Is the host needed when connecting to a Postgres container behind a K8s service?

I was able to connect via the sql driver using just the username, password and dbname. When using the postgres driver with GORM it fails without the host in the url.

The issue is that the service IP address routing to the Postgres container is only known once creating and applying the service to the cluster. The container running code to connect to the Postgres container doesn't have access to this host variable, without hardcoding or adding the host to the secrets and reapplying the secrets file.

What is the correct way to dynamically connect to the Postgres container via the K8s service from another container?

-- some_id
docker
kubernetes
postgresql

1 Answer

8/30/2021

The idiomatic way to achieve this is to use the service name as hostname and the port the service is exposing.

When in the same namespace, the service name alone is enough. I.E.

my-service-name:8080

When in different namespaces, you can append the namespace to the service name as its part of the container's fully qualified domain name. I.E.

my-service.my-namespace:8080

Additionally, many tools and even the browser is using default ports. So if you were to expose your service on port 80 and wanted to reach it over HTTP with let's say curl, you could omit the port since curl would use port 80 by default.

curl my-service

Note that in this instance even the protocol is left out, as curl uses HTTP by default. If you wanted to connect over HTTPS on port 8080 to a service, then you would need to provide both protocol and port.

curl https://my-service:8080

This is because, Kubernetes runs its own DNS resolver. To learn more about this, you can maybe look at this question.

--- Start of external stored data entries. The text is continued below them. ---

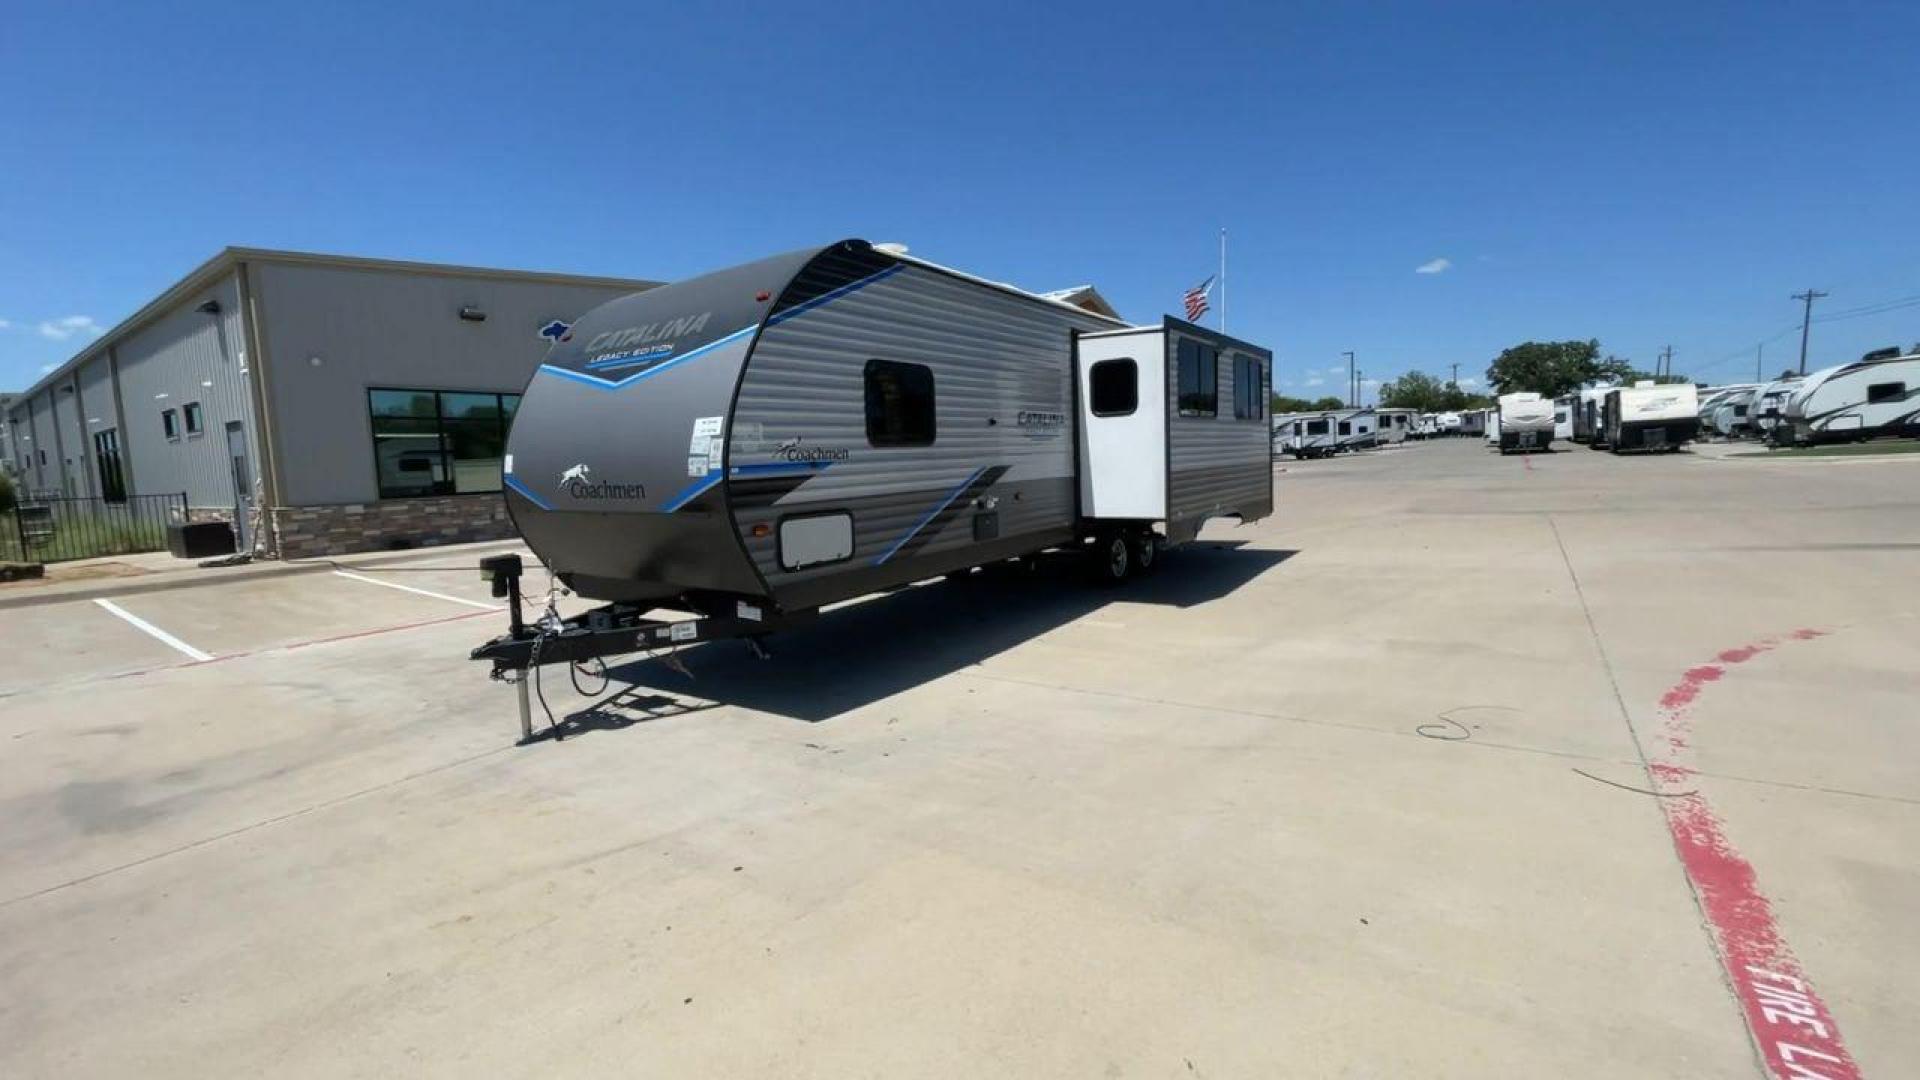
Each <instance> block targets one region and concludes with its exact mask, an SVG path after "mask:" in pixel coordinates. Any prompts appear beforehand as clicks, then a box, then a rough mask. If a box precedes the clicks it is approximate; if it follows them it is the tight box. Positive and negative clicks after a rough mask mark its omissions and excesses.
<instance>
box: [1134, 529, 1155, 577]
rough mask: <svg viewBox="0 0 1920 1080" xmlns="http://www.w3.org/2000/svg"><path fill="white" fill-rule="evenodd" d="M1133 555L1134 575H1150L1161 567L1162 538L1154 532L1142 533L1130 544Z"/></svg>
mask: <svg viewBox="0 0 1920 1080" xmlns="http://www.w3.org/2000/svg"><path fill="white" fill-rule="evenodd" d="M1129 548H1131V555H1133V573H1137V575H1150V573H1154V567H1158V565H1160V536H1154V534H1152V532H1142V534H1139V536H1135V538H1133V544H1129Z"/></svg>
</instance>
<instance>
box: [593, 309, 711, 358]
mask: <svg viewBox="0 0 1920 1080" xmlns="http://www.w3.org/2000/svg"><path fill="white" fill-rule="evenodd" d="M712 315H714V313H712V311H701V313H699V315H682V317H680V319H660V321H659V323H643V325H639V327H624V329H618V331H605V332H599V334H593V338H589V340H588V348H586V354H588V359H599V354H603V352H620V350H628V348H634V346H651V344H657V342H672V340H676V338H684V336H687V334H697V332H701V331H705V329H707V321H708V319H712ZM647 352H649V354H651V352H655V350H647ZM659 352H670V350H659Z"/></svg>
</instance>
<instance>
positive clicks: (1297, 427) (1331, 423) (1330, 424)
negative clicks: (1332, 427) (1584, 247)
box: [1273, 413, 1334, 459]
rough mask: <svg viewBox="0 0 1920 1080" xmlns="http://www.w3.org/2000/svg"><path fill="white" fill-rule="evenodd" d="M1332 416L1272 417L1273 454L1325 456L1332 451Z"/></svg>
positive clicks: (1332, 450)
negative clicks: (1272, 434)
mask: <svg viewBox="0 0 1920 1080" xmlns="http://www.w3.org/2000/svg"><path fill="white" fill-rule="evenodd" d="M1332 425H1334V413H1286V415H1284V417H1275V429H1273V454H1275V455H1281V454H1292V455H1294V457H1300V459H1306V457H1327V455H1329V454H1332V452H1334V432H1332Z"/></svg>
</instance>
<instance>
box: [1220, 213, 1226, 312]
mask: <svg viewBox="0 0 1920 1080" xmlns="http://www.w3.org/2000/svg"><path fill="white" fill-rule="evenodd" d="M1219 332H1223V334H1225V332H1227V229H1225V227H1221V231H1219Z"/></svg>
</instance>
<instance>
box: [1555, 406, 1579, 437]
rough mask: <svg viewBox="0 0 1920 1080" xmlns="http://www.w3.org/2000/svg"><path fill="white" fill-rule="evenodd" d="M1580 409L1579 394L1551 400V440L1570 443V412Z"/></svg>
mask: <svg viewBox="0 0 1920 1080" xmlns="http://www.w3.org/2000/svg"><path fill="white" fill-rule="evenodd" d="M1578 407H1580V394H1567V396H1565V398H1553V438H1559V440H1563V442H1572V411H1574V409H1578Z"/></svg>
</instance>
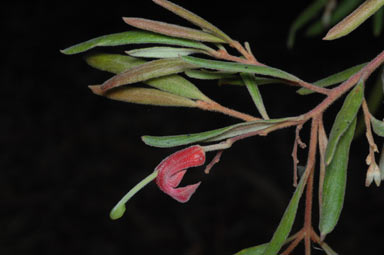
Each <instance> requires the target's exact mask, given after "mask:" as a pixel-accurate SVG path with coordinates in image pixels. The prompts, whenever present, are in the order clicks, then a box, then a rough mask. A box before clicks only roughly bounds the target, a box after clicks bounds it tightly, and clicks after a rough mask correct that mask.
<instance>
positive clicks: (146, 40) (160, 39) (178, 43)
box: [61, 31, 210, 55]
mask: <svg viewBox="0 0 384 255" xmlns="http://www.w3.org/2000/svg"><path fill="white" fill-rule="evenodd" d="M147 43H156V44H167V45H177V46H183V47H189V48H196V49H202V50H210V48H209V47H208V46H206V45H204V44H202V43H200V42H196V41H191V40H187V39H181V38H174V37H170V36H166V35H160V34H156V33H152V32H147V31H127V32H122V33H116V34H110V35H104V36H100V37H97V38H94V39H91V40H88V41H85V42H82V43H79V44H76V45H73V46H71V47H69V48H66V49H64V50H61V52H62V53H64V54H67V55H72V54H77V53H81V52H84V51H87V50H90V49H92V48H95V47H98V46H119V45H127V44H147Z"/></svg>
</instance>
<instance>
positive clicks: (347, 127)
mask: <svg viewBox="0 0 384 255" xmlns="http://www.w3.org/2000/svg"><path fill="white" fill-rule="evenodd" d="M363 97H364V81H363V80H360V81H359V82H358V84H357V85H356V86H355V87H354V88H353V90H352V91H351V92H349V94H348V96H347V97H346V98H345V100H344V104H343V106H342V107H341V109H340V111H339V112H338V114H337V116H336V119H335V122H334V123H333V126H332V129H331V133H330V135H329V141H328V145H327V149H326V151H325V163H326V165H329V164H330V163H331V161H332V160H333V158H334V155H335V152H336V149H337V145H338V143H339V141H340V139H341V137H342V136H343V134H344V133H345V132H346V131H347V129H348V127H349V126H350V125H351V123H352V122H353V120H354V119H355V117H356V115H357V112H358V111H359V109H360V106H361V103H362V102H363Z"/></svg>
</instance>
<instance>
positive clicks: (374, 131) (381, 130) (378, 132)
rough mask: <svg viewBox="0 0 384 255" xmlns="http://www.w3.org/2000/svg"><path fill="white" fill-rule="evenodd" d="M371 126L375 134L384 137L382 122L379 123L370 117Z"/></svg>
mask: <svg viewBox="0 0 384 255" xmlns="http://www.w3.org/2000/svg"><path fill="white" fill-rule="evenodd" d="M371 124H372V128H373V131H374V132H375V134H376V135H378V136H381V137H384V121H380V120H378V119H376V118H375V117H373V116H371Z"/></svg>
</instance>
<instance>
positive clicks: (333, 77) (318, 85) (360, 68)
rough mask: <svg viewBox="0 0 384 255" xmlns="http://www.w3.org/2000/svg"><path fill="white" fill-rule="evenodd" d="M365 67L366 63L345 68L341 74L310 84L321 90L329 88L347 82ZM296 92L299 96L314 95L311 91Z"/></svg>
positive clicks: (301, 90) (324, 78)
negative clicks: (322, 87) (357, 72)
mask: <svg viewBox="0 0 384 255" xmlns="http://www.w3.org/2000/svg"><path fill="white" fill-rule="evenodd" d="M366 65H367V63H364V64H360V65H356V66H352V67H350V68H347V69H345V70H343V71H341V72H338V73H335V74H333V75H331V76H328V77H326V78H323V79H321V80H318V81H316V82H314V83H312V84H313V85H316V86H319V87H323V88H325V87H329V86H332V85H335V84H338V83H340V82H343V81H345V80H348V79H349V77H351V76H352V75H354V74H355V73H357V72H359V71H360V70H361V69H362V68H363V67H364V66H366ZM296 92H297V93H298V94H300V95H309V94H313V93H314V92H313V91H312V90H309V89H307V88H300V89H298V90H297V91H296Z"/></svg>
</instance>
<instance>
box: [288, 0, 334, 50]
mask: <svg viewBox="0 0 384 255" xmlns="http://www.w3.org/2000/svg"><path fill="white" fill-rule="evenodd" d="M326 3H327V0H315V1H313V2H312V3H311V4H310V5H309V6H308V7H307V8H306V9H305V10H304V11H303V12H302V13H300V15H299V16H298V17H297V18H296V19H295V21H294V22H293V23H292V25H291V27H290V29H289V35H288V42H287V45H288V48H292V47H293V44H294V42H295V35H296V31H297V30H299V29H300V28H302V27H303V26H304V25H305V24H307V23H308V22H309V21H310V20H311V19H313V18H314V17H315V16H316V15H317V14H318V13H320V11H321V10H322V9H323V8H324V6H325V4H326Z"/></svg>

https://stackoverflow.com/questions/50668124/why-dig-does-not-resolve-k8s-service-by-dns-name-while-nslookup-has-no-problems/68130684#68130684

Furthermore, it is a common pattern to use environment variables for your container to set the URI to connect to other services. That has the benefit of being able to deploy your service everywhere without having to know how the other service may be reachable upfront. Otherwise, you would potentially need to rebuild the container, if something outside such as service name or port has changed.